I feel sometimes like I can’t talk to anyone. My brain goes all haywire and I get mixed emotions about who I am and who I can and can’t talk to. I have plenty of friends. All willing to listen. Wanting me to open up. “Living the life you do is no good.” They all say. My friends have and will always be here for me. But right now all I have are shadows. I’m fighting a battle within myself. My thoughts are over bearing. Making me go insane with emotions. I cry, and scream, and close myself off from the world. My friends that are now shadows in My mind. Have become enemies fighting along side with my half of brain that wants me to be depressed. Yelling things. Very mean things. And all while I’m desperately trying to tune them out, they get louder. Louder. LOUDER! You’re not good enough. You’re a burden. Basically what it comes down to. Sometimes I think they are right. Its really hard to tell the difference between them sometimes. They look so real. The shadows. They come and go. Some more than others. The shadows want me to join them in misery. I’m fighting with them all the time. The shadows get so angry when I tell them to go away. At times it’s like being in prison in my own head. The thoughts are able to come and go. But the shadows over power them. And just when I feel like the shadows will win.

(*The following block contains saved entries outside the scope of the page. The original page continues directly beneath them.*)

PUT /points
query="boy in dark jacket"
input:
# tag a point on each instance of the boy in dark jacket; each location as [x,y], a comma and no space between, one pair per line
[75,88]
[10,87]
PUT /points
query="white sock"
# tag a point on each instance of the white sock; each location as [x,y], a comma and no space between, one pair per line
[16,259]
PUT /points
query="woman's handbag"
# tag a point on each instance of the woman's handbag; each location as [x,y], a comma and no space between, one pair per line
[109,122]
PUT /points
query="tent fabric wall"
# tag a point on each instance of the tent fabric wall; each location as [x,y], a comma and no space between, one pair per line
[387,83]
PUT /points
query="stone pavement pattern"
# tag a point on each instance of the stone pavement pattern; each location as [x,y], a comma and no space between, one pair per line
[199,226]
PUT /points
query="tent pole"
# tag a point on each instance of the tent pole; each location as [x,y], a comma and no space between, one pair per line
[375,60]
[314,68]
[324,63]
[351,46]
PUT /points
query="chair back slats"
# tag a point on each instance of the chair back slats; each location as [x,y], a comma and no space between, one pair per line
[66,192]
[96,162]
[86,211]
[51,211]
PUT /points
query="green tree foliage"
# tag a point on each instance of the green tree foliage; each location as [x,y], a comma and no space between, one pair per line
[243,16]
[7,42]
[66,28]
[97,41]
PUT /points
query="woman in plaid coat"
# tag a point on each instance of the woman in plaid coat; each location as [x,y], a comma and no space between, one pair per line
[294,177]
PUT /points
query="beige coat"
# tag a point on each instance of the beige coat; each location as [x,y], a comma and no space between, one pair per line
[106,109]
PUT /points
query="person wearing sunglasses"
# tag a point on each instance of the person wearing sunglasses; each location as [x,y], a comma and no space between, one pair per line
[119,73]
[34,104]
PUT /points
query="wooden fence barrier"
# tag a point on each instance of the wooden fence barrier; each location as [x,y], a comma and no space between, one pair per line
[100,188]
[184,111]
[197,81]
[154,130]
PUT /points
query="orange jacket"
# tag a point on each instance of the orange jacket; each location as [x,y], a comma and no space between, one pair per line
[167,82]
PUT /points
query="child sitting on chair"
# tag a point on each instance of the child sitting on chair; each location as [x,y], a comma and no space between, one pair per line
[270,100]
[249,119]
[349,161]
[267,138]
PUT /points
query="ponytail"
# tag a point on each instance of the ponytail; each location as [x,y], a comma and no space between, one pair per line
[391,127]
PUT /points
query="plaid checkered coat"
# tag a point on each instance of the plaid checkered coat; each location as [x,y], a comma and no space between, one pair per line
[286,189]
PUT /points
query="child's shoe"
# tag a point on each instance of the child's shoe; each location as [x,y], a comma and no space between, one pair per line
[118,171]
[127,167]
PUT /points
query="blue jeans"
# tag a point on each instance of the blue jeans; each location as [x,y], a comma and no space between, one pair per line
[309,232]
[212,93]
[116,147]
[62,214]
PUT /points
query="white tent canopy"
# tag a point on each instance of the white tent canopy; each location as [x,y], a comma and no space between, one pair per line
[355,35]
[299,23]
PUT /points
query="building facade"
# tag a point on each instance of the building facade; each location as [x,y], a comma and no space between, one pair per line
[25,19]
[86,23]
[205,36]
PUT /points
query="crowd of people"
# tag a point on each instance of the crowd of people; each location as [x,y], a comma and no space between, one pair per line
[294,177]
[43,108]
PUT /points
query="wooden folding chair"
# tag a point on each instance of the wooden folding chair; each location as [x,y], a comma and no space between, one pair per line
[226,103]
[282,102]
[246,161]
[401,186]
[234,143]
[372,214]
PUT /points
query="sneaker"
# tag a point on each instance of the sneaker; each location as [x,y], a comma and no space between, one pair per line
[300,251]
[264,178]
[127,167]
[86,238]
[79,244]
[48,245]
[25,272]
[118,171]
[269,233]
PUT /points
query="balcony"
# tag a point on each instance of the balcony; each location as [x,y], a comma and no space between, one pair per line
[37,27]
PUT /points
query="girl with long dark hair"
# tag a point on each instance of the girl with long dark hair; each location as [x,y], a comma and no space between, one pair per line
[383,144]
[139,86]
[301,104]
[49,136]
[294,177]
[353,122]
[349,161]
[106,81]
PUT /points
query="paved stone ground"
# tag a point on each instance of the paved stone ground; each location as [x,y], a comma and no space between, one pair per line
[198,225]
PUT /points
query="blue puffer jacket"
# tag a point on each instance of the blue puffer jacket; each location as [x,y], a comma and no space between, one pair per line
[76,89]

(I would love to tell you that I won. That I’m all better. The shadows have dissappeared. The war that went on inside my head is over. I’ve won. The prison cell door that once locked me up in my own head has now unlocked and I am free.)
I have a lot of good people in my life. And sometimes I can’t open up to anyone. I only trust a few people in my life. Even with them It’s hard to open up. It’s why I write here. Maybe opening up to complete strangers is what I need. I try to talk to my friends. Sometimes their actions and body language tells me to shut down and stop talking. Because they don’t want to hear it. Actions are way louder than words and trust me. I know. I’m ignored all the time. I have always been ignored. A lot of my friends ignore me. I get asked a question and I go to say my answer and they walk away. I try to yell and say “hey, I was just about to tell you my answer!” but the shadows overturn it and I close up. Going back to the war in my head. Telling me they never wanted the answer. They wanted to make you feel like your apart of this conversation. But in reality your not. I’m nothing but a little bug they just wanted to squash. A little annoying knat that buzzes around the old fruit.
Worst of all. I’m alone in all this.
As I sit here with the war inside my head. I will still be here tomorrow. And I know it’s a good thing to keep fighting. And I hope I dont get tired of fighting.
Emotion wise this took a lot out of me. These thoughts are constantly in my head. I have never once thought that I would ever write them down. Let alone share with anyone.